In the interview, Mr. Heilemann said he was still coming to terms with the accusations that have been lodged against his longtime collaborator. Mr. Halperin — who has denied allegations of groping and assault, but acknowledged pursuing relationships with ABC colleagues — worked at ABC until 2007, roughly a year before he teamed up with Mr. Heilemann for “Game Change” during the 2008 presidential campaign.
“The bare nature of the accusations are horrific and shocking and terrible,” Mr. Heilemann said. “These behaviors are not the behaviors that I witnessed, and they’re not consistent with the person that I thought I knew. That’s not an excuse. That’s just the truth.”
Mr. Halperin declined to comment for this article. The allegations against him, which have expanded in recent days as more women have come forward, place him in a group of media figures felled by claims of sexual misconduct in the wake of numerous allegations against the film mogul Harvey Weinstein.
They include the literary editor Leon Wieseltier, the New Republic publisher Hamilton Fish, the Vox editorial director Lockhart Steele and the head of Amazon Studios, Roy Price. Mr. Halperin’s alleged misconduct with younger subordinates has been described as predatory and a sign of endemic sexism in television news.
It remains unclear what will become of Mr. Halperin’s contributions to the scuttled third installment in the “Game Change” series. The pair had conducted roughly 300 interviews for the book in recent months, Mr. Heilemann said.
“We’ve done reporting that touches on important things both for history and for the current national dialogue,” he said.
For years, Mr. Halperin played the Washington insider to Mr. Heilemann’s freewheeling descendant of Hunter S. Thompson, whose likeness he uses for his Twitter profile.
The two achieved riches and prominence that most reporters only dream about. They moved through the crowds at rallies lit up by their own dedicated Showtime camera crew. Their employer, Bloomberg News, installed a huge promotional poster for their show featuring their images on the side of the Marriott in Des Moines, a popular hangout for campaign reporters.

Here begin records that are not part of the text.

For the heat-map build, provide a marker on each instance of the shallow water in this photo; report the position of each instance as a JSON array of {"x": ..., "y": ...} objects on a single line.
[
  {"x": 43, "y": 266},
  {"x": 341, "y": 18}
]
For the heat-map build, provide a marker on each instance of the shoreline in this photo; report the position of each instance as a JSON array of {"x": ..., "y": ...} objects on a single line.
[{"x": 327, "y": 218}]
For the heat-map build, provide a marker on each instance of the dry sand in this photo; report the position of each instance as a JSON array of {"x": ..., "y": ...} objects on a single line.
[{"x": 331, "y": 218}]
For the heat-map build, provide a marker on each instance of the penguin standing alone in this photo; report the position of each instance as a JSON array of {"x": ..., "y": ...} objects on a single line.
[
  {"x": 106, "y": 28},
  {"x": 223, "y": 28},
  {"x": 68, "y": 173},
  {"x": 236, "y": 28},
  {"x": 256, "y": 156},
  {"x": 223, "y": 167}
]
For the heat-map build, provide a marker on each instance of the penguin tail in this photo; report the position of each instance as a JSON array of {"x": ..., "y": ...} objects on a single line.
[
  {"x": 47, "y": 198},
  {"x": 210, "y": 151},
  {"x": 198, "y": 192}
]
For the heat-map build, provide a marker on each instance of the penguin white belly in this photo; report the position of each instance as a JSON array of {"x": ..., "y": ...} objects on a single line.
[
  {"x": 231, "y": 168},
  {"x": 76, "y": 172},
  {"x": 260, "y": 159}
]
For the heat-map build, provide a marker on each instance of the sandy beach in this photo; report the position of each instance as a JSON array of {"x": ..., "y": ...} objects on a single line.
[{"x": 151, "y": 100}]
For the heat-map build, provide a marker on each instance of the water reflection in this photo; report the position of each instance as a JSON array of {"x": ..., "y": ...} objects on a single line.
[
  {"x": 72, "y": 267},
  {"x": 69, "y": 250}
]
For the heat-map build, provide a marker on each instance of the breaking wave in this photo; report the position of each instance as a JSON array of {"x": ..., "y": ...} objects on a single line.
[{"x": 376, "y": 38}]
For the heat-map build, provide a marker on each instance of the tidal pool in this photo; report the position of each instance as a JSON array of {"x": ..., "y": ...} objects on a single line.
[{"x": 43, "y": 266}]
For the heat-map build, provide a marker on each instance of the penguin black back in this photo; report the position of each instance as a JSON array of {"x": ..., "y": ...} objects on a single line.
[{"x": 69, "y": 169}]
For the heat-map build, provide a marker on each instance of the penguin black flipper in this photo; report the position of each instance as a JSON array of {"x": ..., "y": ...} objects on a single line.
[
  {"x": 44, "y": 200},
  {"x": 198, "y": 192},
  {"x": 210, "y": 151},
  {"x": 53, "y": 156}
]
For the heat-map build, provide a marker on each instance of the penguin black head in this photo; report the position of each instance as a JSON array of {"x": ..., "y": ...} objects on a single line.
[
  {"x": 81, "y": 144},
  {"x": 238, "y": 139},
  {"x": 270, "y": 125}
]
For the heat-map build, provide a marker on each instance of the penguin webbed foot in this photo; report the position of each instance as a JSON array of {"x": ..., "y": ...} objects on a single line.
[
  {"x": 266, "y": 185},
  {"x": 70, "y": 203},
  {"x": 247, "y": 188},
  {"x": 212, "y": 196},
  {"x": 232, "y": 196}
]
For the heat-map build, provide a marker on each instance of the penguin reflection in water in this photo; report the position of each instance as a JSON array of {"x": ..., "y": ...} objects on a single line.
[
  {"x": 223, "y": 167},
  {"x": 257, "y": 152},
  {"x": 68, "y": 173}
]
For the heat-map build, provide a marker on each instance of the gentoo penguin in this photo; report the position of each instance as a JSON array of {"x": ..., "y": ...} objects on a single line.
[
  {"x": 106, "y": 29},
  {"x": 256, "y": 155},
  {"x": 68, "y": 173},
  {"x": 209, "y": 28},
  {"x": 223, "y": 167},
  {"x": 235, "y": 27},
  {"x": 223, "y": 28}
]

“Game Change,” a No. 1 best-seller, sold nearly half a million copies; its HBO film adaptation won Emmys and Golden Globes. They wrote a sequel, “Double Down: Game Change 2012,” and appeared frequently on cable news; Bloomberg was said to be paying Mr. Halperin and Mr. Heilemann salaries in the range of $1 million.
Mr. Heilemann, who made his reputation at Wired, The New Yorker and New York magazine, dreamed up the idea for “Game Change” — a Hollywood-style account of a presidential election — while vacationing in Aspen, Colo. He pitched the idea to Mr. Halperin, an acquaintance from the campaign trail, during a ride to a John McCain rally in 2008.
“Mark was my friend,” Mr. Heilemann said. “I cared about him then, and I care about him now. It’s also the case that Mark wasn’t in the circle of my closest friends.”
Many of their interviews were conducted jointly. Asked if he could use that material for a prospective solo project, Mr. Heilemann replied: “T.B.D. It’s complicated.”
Showtime said that the network remained on good terms with Mr. Heilemann and that it was examining whether “The Circus” will go on without Mr. Halperin. NBC News, where Mr. Heilemann is a contributor, has severed ties with Mr. Halperin.
The men worked closely for nearly a decade, including a two-year stretch of near-daily contact for their Bloomberg TV show. What would Mr. Heilemann say to a skeptic who found it difficult to believe that he had been unaware of Mr. Halperin’s alleged misbehavior?
“I would never try to argue anybody out of their skepticism about anything,” Mr. Heilemann said. “All I can say is, I barely knew Mark in the period of time when he stands accused of doing these things. People are entitled to their opinions about what I should have known, or must have known, or whatever. But the timeline is what the timeline is.”
He added: “I hope that my reputation has not been damaged by this. I don’t feel like I’m crumpled in the corner in some way.”